Plus, l'histoire du combattant dans la station 1 avec les blessures et le jeûne pendant 12 jours au lieu qu'elle s'aggravait, elle s'est stabilisée. Peut être cet état était du à la présence des organismes producteurs d'antibiotiques.

A propos de la souche 23 B appartenant à l'espèce Isaria felina, le résultat d'activité antibactérienne obtenue par la méthode 2 a montré que les filaments aériens agrégés libèrent dans l'eau distillée des substances antibactériennes.

Par ailleurs, les résultats des tests de production des substances antibactériennes exogènes et endogènes ont montré une activité négligeable du surnageant, et parallèlement une activité importante de l'extrait éthanolique du mycélium (aérien et substrat).

En effet, les filaments aériens agrégés de cette espèce étaient le cible de beaucoup de chercheurs de molécules insecticides et même des molécules antifongiques (GUO et al, 2005). L'étude de l'activité antibactérienne d' isarfiline contre les bactéries-cibles (Bacillus subtilus, Escherichia coli et Staphylococcus aureus), effectuée par Guo et al (2005), a révélé l'absence d'une activité notable. Alors que peut on dire de nos résultats ?

La présence d'une activité inhibitrice de la souche 23 B contre les bactéries- cible est peut être attribuée à plusieurs facteurs ; au milieu de culture, au protocole d'extraction, aux bactéries- cible, à la souche elle-même pour des raisons peut être liées plus aux facteurs d'antagonistes (cités en haut).

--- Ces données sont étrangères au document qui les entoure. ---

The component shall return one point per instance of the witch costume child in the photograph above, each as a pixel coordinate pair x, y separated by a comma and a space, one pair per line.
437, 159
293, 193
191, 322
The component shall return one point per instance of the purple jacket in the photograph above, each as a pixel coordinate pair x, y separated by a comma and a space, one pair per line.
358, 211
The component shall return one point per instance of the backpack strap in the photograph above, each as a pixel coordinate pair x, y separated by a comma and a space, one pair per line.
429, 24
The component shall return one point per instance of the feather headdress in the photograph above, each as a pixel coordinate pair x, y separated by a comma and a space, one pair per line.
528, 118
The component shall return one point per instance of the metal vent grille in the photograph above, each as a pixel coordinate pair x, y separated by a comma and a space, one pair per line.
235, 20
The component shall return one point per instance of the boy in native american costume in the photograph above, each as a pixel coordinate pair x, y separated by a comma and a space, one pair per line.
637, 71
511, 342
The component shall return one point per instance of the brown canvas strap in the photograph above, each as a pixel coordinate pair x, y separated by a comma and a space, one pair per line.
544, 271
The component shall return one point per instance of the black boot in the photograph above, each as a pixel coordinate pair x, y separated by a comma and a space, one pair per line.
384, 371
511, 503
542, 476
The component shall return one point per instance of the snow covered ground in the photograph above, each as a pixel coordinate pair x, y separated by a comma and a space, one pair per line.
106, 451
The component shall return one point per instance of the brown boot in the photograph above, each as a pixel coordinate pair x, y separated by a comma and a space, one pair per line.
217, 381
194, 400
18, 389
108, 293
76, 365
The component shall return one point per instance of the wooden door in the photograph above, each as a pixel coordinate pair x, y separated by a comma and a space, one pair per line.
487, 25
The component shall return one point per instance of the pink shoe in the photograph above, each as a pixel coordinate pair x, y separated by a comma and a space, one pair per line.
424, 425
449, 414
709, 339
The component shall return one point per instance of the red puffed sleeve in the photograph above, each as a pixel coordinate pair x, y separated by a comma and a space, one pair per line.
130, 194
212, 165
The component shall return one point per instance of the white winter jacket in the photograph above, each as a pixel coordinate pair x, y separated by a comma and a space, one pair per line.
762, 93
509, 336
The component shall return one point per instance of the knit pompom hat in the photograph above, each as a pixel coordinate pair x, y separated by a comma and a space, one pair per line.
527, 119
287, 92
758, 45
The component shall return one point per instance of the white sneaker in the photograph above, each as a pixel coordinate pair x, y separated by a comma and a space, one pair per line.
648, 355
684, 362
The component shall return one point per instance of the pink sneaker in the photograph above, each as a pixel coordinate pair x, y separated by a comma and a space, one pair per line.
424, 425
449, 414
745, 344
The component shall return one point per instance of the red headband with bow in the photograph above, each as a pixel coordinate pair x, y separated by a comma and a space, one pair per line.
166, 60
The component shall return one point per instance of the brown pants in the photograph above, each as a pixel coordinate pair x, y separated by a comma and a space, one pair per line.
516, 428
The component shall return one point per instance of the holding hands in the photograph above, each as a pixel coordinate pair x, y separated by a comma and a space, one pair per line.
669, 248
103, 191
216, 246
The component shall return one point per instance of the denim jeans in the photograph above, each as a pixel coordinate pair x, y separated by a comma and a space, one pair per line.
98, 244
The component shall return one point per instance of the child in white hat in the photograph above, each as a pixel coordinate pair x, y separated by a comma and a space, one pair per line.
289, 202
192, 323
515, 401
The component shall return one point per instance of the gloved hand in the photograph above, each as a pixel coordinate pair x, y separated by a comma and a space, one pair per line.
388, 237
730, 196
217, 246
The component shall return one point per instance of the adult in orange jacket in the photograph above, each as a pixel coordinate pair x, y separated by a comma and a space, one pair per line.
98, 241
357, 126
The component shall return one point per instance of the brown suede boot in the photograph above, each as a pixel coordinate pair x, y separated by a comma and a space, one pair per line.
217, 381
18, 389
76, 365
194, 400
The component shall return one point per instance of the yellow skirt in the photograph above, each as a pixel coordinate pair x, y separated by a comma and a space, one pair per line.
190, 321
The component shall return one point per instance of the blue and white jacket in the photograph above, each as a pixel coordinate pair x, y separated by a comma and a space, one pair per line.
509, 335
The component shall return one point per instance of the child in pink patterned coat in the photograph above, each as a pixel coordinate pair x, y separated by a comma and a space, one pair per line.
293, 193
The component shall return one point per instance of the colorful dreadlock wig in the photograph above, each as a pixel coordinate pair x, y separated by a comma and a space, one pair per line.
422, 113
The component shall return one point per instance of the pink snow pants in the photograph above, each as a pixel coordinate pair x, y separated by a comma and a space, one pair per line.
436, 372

Il faut ajouter que l'absence d'une activité antibactérienne notable du surnageant, ça ne veut pas dire que la souche n'a pas des substances antibactériennes exogènes ; la composition du milieu de culture, son pH, ainsi son volume peut influencer sur les résultats.

Ailleurs, les résultats d'activités antibactériennes des extraits éthanoliques et étheriques du mycélium peuvent nous faire penser à la nature hydrophile de la substance active, puisque l'activité était concentrée dans l'extrait éthanolique.